Le Parti démocrate s’oppose pourtant fermement à cette politique, non ?
Pas suffisamment. Le problème, c’est qu’à l’extrême gauche, quelqu’un comme Bernie Sanders est d’accord avec ce genre de mesure, puisqu’il croit que la protection par les taxes douanières avantage l’emploi local.
A la faveur d’événements aussi importants que le Brexit ou la montée des extrêmes en Europe, on a l’impression que les mesures protectionnistes reviennent en force. Ce n’est qu’une impression ?
Je ne crois pas que l’isolationnisme économique soit la motivation première des brexiteurs. Mais c’est vrai, dans d’autres pays, de gros partis envisagent des mesures ultra-protectionnistes : le Front national en France, par exemple. Le protectionnisme est une très vieille idée. Déjà sous Louis XIV, on taxait énormément; c’est ce qu’on a appelé le mercantilisme. Résultat : à la fin de la monarchie, la France était ruinée.
Le protectionnisme ne peut-il pas être bénéfique pour les classes sociales moins aisées ?
Mais si vous importez quelque chose qui est de plus grande qualité et pour un prix moins important que si vous l’aviez produit vous-même, c’est vos consommateurs qui en profitent. Surtout les consommateurs qui ont le moins de moyens.
Vous pensez que Trump dupe son électorat en prenant ce genre de mesure ?
Je ne pense pas qu’il dupe son électorat. Mais ce qui est certain, c’est que c’est son électorat, basé au centre du pays, aux revenus plus faibles, qui dépend le plus des importations et du libre-échange, qui va en souffrir. C’est assez ironique.
Entretien : Clément Boileau
Non pour Adrien de Tricornot, journaliste économique et co-auteur d’"Inévitable Protectionnisme"
Ce type de protectionnisme est le résultat d’une dérégulation incontrôlée du commerce mondial.

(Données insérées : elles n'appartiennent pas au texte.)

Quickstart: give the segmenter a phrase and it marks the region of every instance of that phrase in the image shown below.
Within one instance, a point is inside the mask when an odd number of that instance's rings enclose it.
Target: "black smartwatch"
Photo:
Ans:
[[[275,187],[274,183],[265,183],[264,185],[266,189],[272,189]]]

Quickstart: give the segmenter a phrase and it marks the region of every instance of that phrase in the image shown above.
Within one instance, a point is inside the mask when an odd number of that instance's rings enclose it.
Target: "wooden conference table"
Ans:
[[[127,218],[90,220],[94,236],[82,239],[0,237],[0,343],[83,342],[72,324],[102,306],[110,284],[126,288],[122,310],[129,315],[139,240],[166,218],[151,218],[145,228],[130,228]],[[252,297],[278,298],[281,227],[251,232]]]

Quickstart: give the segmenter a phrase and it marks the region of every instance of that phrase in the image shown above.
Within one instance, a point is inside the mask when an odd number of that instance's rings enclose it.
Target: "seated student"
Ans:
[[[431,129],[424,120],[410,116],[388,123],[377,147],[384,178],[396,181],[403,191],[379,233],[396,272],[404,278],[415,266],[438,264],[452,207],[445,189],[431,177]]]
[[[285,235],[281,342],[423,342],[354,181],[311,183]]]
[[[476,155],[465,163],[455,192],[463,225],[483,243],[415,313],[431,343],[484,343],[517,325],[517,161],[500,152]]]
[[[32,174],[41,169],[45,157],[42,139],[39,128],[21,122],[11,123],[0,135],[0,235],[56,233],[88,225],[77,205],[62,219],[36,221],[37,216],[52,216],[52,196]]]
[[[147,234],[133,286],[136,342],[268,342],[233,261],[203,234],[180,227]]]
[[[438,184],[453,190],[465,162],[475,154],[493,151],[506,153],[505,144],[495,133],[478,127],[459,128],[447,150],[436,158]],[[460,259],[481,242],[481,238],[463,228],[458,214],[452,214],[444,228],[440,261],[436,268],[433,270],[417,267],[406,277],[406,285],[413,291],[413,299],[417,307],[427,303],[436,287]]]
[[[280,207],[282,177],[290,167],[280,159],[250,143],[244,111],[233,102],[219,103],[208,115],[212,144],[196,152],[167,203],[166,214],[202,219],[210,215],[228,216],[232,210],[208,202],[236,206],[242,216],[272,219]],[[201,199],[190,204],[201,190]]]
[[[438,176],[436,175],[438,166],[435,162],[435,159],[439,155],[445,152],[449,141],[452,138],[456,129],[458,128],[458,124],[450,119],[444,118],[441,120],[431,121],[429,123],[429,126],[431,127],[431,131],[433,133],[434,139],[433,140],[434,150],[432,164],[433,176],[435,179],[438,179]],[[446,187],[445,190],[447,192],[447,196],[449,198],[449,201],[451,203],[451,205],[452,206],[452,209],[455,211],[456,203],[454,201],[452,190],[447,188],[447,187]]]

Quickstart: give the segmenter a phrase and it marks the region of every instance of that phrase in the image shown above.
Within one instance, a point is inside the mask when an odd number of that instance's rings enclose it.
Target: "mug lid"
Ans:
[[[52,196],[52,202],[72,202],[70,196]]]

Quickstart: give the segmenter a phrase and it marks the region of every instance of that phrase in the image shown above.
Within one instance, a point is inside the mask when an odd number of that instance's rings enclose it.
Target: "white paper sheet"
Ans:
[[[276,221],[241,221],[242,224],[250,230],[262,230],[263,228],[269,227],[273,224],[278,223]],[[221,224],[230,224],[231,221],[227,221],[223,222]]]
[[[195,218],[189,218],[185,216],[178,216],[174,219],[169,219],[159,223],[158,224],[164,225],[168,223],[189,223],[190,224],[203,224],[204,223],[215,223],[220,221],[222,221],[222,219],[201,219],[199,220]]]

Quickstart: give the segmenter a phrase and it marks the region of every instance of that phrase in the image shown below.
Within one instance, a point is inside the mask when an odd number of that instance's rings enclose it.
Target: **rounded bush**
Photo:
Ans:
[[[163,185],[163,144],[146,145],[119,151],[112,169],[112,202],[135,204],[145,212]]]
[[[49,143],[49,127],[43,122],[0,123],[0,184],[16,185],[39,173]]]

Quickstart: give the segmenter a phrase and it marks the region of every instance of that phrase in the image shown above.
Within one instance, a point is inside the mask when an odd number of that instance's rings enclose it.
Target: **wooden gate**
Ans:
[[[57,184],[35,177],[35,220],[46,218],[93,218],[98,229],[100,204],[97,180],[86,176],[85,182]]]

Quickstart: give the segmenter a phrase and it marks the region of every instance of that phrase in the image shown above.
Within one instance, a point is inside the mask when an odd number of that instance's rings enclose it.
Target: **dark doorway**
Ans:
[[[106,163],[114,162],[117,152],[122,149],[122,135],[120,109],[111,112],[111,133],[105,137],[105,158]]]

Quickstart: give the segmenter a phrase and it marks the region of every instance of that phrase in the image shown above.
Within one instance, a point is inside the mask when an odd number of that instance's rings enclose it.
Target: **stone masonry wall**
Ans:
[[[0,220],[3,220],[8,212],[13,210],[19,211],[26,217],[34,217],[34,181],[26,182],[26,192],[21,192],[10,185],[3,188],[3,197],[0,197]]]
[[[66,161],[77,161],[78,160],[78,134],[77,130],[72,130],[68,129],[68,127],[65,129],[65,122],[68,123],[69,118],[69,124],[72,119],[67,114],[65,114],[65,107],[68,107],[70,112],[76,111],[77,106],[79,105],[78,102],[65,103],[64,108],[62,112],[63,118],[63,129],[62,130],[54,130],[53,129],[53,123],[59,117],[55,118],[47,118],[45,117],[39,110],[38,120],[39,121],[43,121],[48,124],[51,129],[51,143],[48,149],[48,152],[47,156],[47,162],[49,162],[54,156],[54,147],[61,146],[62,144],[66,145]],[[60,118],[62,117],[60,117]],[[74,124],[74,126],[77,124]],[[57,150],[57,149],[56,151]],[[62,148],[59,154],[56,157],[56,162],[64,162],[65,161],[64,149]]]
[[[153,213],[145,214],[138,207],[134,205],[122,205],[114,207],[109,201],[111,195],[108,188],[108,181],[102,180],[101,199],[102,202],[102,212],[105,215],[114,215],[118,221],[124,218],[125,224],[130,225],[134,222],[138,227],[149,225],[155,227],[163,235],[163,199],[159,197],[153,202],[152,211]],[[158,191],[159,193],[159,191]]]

Il y a du bon dans le protectionnisme, à condition que celui-ci protège les droits sociaux ou environnementaux.

En 2011, vous avez écrit un livre intitulé "Inévitable Protectionnisme". Il semblerait que Trump vous donne raison.
Justement, à l’époque nous alertions sur le fait que la dérégulation du commerce produit des déséquilibres. Et notre intuition, c’était que ces déséquilibres (sociaux, environnementaux…) allaient produire de telles inégalités que de façon inévitable la question du protectionnisme allait se poser. Et qui plus est, se poser d’une façon dangereuse, nationaliste. A la racine de la politique économique de Donald Trump, il y a des questions à se poser sur la réglementation du commerce.
Le libre-échange est pourtant largement perçu comme un facteur de développement, non ?
Je pense que la dérégulation du commerce comme facteur de développement - dans le vrai sens du mot développement - est en grande partie mythologique. Ce que nous avons essayé de démontrer dans le livre à l’époque, c’est que nous serions obligés de relocaliser la production dans pas mal de domaines si on voulait, par exemple, sauver le climat. Cela a été très bien dit par Paul Magnette, ministre-Président de la Région wallonne : il faut choisir une régulation supplémentaire du commerce pour remplir les objectifs climatiques fixés.
Ce retour a un protectionnisme sauvage serait en quelque sorte le produit de la dérégulation du commerce ?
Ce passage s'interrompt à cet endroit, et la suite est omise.